Here in the communes of Laruns and Arudy the peasants have certain rights of free pasture for their flocks and herds, a legacy which came originally through the generosity of Henri IV, and which no later rule of monarchy or republic has ever been able to assail. The “Messieurs d’Ossau” also had the ancient right of gathering about the same council table with the Vicomtes of Béarn when any discussion of the lands included in the territorial limits of Béarn was concerned.

CHAPTER XX
TARBES, BIGORRE AND LUCHON

THERE is a clean-cut, commercial-looking air to Tarbes, little in keeping with what one imagines the capital of the Hautes-Pyrénées to be. Local colour has mostly succumbed to twentieth-century innovations in the train of great hotels, tourists and clubs. In spite of this, the surrounding panorama is superb; the setting of Tarbes is delightful; and at times—but not for long at a time—it is really a charming town of the Midi. Tarbes possessed a château of rank long years ago; not of so high a rank as that of Pau, for that was royal, but still a grand and dignified château, worthy of the seigneurs who inhabited it. Raymond I fortified the place in the tenth century, and all through the following five hundred years life here was carried on with a certain courtly splendour. To-day the château, or what is left of it, serves as a prison.

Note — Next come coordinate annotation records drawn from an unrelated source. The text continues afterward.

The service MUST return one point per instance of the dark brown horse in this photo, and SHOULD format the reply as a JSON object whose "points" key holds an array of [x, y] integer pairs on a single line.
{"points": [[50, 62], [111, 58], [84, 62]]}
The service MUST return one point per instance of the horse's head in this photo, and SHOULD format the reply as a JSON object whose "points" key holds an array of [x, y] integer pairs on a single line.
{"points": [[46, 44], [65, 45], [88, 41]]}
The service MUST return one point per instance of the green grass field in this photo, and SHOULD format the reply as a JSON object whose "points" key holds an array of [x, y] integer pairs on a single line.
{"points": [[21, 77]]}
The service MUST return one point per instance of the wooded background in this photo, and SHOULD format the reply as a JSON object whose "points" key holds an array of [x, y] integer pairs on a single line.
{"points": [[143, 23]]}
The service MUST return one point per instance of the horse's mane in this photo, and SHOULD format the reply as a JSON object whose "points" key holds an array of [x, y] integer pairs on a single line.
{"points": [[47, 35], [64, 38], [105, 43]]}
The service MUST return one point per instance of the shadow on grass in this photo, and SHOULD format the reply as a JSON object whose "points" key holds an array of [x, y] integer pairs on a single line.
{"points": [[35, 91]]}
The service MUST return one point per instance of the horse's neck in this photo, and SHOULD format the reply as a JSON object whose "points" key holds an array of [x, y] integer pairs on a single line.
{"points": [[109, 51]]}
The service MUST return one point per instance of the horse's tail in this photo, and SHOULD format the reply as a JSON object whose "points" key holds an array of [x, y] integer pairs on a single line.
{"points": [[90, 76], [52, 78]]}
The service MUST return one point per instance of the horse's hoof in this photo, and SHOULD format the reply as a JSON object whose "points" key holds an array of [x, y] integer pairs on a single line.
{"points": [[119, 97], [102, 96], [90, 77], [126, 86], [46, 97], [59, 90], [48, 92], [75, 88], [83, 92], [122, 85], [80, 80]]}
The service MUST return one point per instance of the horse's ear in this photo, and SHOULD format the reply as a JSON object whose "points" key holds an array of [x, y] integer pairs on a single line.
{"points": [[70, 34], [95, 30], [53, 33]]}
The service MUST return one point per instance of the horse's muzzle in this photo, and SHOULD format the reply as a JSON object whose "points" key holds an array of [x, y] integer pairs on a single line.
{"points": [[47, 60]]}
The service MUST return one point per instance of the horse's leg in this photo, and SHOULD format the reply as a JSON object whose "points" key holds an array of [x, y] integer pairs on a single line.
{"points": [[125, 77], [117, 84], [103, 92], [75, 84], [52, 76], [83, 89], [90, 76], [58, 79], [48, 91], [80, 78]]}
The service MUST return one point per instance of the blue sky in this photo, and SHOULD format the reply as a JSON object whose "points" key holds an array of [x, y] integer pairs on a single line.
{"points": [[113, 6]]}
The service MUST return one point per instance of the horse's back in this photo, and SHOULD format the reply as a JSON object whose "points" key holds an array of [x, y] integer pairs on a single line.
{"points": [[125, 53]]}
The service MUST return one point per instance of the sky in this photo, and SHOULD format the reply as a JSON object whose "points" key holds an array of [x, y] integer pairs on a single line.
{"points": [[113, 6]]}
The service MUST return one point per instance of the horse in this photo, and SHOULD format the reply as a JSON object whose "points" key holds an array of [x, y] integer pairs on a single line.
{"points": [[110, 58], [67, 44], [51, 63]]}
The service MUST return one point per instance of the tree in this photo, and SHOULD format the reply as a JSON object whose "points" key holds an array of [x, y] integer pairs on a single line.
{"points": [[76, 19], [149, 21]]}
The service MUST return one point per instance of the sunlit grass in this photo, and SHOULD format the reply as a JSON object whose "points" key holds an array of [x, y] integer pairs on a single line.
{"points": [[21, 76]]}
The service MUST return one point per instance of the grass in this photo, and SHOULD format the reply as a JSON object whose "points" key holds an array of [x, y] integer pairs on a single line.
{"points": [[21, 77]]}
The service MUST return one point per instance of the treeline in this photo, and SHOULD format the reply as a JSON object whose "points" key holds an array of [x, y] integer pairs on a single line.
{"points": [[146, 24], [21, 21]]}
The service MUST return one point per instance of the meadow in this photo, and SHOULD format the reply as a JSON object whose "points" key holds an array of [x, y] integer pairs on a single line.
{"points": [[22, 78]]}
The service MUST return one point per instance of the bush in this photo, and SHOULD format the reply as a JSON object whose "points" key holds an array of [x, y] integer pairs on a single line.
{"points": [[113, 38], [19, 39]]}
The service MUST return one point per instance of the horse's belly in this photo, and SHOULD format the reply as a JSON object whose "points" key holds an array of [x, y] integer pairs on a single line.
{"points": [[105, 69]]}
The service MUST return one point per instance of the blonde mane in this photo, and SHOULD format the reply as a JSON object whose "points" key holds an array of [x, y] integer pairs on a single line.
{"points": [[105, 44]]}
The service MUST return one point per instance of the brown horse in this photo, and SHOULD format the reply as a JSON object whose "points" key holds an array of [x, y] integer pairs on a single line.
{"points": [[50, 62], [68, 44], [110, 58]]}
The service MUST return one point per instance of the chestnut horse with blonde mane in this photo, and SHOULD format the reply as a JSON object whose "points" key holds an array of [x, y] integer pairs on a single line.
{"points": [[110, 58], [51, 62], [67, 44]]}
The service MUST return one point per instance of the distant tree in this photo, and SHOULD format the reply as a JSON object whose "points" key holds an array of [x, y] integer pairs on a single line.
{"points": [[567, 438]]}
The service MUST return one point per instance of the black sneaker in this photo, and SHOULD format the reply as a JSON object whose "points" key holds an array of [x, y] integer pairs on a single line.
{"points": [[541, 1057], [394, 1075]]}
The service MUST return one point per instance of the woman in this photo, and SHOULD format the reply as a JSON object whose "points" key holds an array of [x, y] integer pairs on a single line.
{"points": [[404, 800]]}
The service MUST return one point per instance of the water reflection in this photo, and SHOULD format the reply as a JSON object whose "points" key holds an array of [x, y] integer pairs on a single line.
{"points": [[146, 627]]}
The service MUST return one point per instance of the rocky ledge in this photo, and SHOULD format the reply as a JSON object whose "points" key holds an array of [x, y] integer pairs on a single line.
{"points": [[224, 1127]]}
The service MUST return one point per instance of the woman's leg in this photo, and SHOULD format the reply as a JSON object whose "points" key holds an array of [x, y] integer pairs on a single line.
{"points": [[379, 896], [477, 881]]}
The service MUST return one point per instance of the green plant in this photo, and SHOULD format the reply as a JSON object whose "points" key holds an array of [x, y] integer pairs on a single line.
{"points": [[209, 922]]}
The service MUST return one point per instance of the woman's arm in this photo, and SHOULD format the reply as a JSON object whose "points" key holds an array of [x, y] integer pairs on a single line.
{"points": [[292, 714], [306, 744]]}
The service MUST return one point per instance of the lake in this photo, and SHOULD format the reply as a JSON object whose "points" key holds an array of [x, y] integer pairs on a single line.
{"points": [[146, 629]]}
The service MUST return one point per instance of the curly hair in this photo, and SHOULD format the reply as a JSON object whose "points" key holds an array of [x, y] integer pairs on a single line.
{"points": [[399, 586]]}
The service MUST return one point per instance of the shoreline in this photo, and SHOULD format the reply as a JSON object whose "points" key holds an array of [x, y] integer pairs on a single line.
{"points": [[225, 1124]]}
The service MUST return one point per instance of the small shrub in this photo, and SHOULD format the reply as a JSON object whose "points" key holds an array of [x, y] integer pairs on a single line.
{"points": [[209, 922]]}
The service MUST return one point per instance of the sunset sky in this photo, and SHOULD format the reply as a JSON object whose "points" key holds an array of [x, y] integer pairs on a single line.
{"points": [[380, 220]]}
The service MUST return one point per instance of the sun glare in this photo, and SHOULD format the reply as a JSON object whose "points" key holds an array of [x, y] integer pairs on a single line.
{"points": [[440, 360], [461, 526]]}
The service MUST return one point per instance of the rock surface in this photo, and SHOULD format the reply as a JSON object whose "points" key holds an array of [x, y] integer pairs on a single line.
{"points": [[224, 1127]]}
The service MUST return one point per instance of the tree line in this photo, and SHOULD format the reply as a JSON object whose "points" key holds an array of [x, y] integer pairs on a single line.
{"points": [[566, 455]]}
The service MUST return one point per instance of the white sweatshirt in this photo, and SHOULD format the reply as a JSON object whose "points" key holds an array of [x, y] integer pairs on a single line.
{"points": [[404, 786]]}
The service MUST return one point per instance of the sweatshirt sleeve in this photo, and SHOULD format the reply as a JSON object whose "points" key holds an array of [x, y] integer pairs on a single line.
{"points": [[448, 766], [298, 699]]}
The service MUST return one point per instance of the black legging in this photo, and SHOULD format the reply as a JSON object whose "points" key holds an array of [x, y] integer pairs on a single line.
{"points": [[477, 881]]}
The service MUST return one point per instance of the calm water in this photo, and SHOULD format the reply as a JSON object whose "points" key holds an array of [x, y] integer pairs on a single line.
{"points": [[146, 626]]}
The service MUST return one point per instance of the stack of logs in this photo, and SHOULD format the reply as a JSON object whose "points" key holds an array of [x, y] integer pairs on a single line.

The unlovely cathedral at Tarbes was once a citadel, or at least served as such. It must have been more successful as a warlike accessory than as a religious shrine, for it is about the most ungracious, unchurchly thing to be seen in the entire round of the Pyrenees.

The chief architectural curiosity of Tarbes is the Lycée, on whose portal (dated 1669) one reads: “May this building endure until the ant has drunk the waters of the ocean, and the tortoise made the tour of the globe.” It seems a good enough dedication for any building.